En uno de los primeros episodios de la segunda temporada de Emily en París, el personaje central recibe una carta escrita en la que la califican de “sociópata analfabeta”. Un insulto tan fuerte que en cualquier otra ficción provocaría la indignación cuanto menos de quien lo recibe. Sin embargo, en el universo de la ficción de Netflix, ya parece ser verdad aceptada e indiscutida que la pizpireta protagonista no es, para ser elegantes, demasiado inteligente. Desde que se estrenó la serie creada por Darren Star encabezada por Lily Collins, las redes se llenaron de rumores que aseguraban que la única explicación para tener un personaje tan irritante e ignorante al frente de la trama era que sus guionistas detestaban a la actriz que lo interpreta. Una impresión que lejos de corregirse parece confirmarse en los nuevos episodios ya disponibles en la plataforma.

Tal vez el espectador optimista -una rara avis que existe aunque no se lo aviste demasiado seguido- tenía esperanzas de que el programa torciese el ridículo rumbo que emprendió en su primera temporada y esperaba que ante las muchas críticas que recibió la serie, representante además de la debacle de los premios Globo de Oro- para los que fue nominado luego de que los periodistas de la asociación que los entrega fueran invitados a pasar un fin de semana de lujo en la capital francesa-, su segunda temporada fuera mejor que la anterior. Y, lamentablemente, no es así. De hecho, es peor si se tiene en cuenta que tuvieron la posibilidad de mejorar y no lo hicieron. Claro, el éxito en términos de espectadores puede haber tenido algo que ver con la persistencia de todos los malos hábitos de la producción a la que no parece importarle que la ficción sea un símbolo del hate-watching, ese ritual de consumo de programas que se miran solo para odiarlos con rabia.

A pesar de que en el relato no haya pasado mucho tiempo desde que Emily llegó a París, si transcurrió lo suficiente para que, por ejemplo, haya completado el primer nivel de francés básico en el que se inscribió la joven de Chicago una vez que se dio cuenta que ¡sorpresa! el idioma podía serle de utilidad viviendo en la capital francesa.

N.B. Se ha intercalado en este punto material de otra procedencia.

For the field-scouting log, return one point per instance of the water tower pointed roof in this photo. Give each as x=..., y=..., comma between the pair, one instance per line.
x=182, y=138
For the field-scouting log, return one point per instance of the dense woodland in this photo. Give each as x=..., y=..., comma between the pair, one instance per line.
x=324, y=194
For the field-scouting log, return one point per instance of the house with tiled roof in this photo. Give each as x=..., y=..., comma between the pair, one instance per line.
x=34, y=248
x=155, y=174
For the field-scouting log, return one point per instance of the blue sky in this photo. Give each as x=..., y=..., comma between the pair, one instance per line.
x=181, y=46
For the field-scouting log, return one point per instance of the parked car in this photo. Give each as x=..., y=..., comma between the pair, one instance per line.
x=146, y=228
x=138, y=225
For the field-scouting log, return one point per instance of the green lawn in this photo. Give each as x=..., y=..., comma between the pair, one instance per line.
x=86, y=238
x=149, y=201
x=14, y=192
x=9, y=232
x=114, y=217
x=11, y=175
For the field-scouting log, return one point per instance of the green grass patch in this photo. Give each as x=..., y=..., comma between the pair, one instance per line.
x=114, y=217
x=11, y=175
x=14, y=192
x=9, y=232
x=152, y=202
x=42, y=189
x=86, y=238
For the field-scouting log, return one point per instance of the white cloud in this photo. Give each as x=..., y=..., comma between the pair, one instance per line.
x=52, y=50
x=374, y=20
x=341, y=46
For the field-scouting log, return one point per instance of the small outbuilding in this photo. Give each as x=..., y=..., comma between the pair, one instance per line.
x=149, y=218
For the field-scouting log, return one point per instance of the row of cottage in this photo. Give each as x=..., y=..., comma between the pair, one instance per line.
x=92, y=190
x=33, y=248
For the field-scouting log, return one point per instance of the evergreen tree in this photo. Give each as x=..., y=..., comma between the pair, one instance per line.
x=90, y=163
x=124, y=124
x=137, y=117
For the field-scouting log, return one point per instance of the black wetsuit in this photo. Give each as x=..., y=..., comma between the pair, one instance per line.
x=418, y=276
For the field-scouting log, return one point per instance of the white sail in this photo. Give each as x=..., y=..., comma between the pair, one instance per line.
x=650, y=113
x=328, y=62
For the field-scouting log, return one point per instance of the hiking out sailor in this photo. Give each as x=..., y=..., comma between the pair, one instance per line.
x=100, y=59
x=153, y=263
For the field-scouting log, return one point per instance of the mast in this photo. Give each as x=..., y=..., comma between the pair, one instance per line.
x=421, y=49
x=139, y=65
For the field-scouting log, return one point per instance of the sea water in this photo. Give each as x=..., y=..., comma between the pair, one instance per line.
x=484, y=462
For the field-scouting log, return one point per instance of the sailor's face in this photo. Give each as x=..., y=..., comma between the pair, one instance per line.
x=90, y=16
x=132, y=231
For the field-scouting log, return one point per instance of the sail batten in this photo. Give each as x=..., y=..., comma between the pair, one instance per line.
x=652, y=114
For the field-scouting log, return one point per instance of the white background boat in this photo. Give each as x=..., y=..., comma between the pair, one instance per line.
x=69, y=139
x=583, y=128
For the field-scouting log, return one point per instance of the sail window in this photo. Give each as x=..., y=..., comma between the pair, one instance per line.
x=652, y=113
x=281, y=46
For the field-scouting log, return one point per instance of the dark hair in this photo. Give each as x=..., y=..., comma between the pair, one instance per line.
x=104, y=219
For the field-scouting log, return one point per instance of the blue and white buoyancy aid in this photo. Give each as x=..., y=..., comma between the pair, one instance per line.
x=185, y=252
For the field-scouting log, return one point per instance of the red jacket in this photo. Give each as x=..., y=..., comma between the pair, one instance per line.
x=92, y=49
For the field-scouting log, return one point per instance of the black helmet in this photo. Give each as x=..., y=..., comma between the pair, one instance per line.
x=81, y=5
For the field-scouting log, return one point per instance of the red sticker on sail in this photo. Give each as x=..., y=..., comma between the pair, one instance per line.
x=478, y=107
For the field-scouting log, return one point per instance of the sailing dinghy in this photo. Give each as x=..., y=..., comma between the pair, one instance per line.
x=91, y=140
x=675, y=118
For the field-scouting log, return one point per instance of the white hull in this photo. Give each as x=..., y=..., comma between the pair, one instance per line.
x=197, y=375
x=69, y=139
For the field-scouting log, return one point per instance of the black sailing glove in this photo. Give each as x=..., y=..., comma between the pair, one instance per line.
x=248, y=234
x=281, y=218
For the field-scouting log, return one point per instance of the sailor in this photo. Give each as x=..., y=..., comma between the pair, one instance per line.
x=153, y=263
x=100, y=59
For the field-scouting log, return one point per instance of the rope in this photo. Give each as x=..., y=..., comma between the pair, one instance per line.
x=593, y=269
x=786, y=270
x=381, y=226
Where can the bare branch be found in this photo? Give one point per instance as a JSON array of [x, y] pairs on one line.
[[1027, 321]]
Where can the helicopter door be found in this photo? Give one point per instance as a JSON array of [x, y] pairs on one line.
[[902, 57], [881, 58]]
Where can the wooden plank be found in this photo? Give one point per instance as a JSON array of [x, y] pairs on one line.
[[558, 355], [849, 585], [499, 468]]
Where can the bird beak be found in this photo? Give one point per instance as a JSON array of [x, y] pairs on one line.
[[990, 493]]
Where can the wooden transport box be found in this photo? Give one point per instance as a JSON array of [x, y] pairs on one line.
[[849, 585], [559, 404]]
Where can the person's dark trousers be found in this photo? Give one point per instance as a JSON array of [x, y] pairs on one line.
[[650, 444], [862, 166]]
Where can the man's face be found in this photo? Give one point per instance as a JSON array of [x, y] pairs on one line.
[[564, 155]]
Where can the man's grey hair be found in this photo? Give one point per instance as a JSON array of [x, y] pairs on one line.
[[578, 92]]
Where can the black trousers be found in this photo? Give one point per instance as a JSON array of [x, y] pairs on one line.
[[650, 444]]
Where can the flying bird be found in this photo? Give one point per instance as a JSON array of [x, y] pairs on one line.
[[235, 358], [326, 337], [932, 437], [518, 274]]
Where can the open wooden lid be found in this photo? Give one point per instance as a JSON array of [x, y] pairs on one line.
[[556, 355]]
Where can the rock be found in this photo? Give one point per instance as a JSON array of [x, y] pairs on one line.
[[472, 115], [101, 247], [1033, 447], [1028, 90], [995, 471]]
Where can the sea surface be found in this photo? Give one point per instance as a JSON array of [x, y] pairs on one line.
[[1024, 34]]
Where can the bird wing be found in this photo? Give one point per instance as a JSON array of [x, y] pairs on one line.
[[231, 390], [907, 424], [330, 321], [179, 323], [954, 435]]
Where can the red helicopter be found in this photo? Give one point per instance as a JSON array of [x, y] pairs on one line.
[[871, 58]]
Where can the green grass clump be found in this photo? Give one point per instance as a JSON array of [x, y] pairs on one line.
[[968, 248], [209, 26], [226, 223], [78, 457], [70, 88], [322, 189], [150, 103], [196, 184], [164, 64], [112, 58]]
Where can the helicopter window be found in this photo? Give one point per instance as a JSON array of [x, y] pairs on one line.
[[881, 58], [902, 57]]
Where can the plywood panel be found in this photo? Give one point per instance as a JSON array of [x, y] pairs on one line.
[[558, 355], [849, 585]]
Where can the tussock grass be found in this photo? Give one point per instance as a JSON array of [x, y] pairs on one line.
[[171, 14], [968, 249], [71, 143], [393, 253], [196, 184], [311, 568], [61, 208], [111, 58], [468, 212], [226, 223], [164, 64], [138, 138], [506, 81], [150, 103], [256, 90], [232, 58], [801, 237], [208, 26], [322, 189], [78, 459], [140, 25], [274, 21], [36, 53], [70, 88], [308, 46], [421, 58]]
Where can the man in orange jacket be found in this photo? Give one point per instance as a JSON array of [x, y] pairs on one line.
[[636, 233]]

Claro que como se ocupan de señalar en la nueva temporada, que sus compañeros de clase estén por empezar el segundo curso no significa que Emily también vaya a hacerlo. No, ella debe repetir, algo que asegura, nunca le había pasado antes. Y aunque dada su evidente falta de luces eso resulta difícil de creer, los personajes franceses lo aceptan como justificación de la pobre opinión que tienen de los Estados Unidos y sus habitantes. Si, una vez más en Emily en París, los parisinos son arrogantes, amorales, fuman sin parar y, horror de los horrores, no trabajan los fines de semana. ¡Por ley!, los guiones le hacen afirmar con vehemencia una y otra vez a los compañeros de trabajo de la protagonista, como si las leyes laborales francesas fueran el chiste más gracioso que se les pudo ocurrir, una excentricidad más -como comer caracoles y no usar anillos de casado- de las que reirse desde Hollywood.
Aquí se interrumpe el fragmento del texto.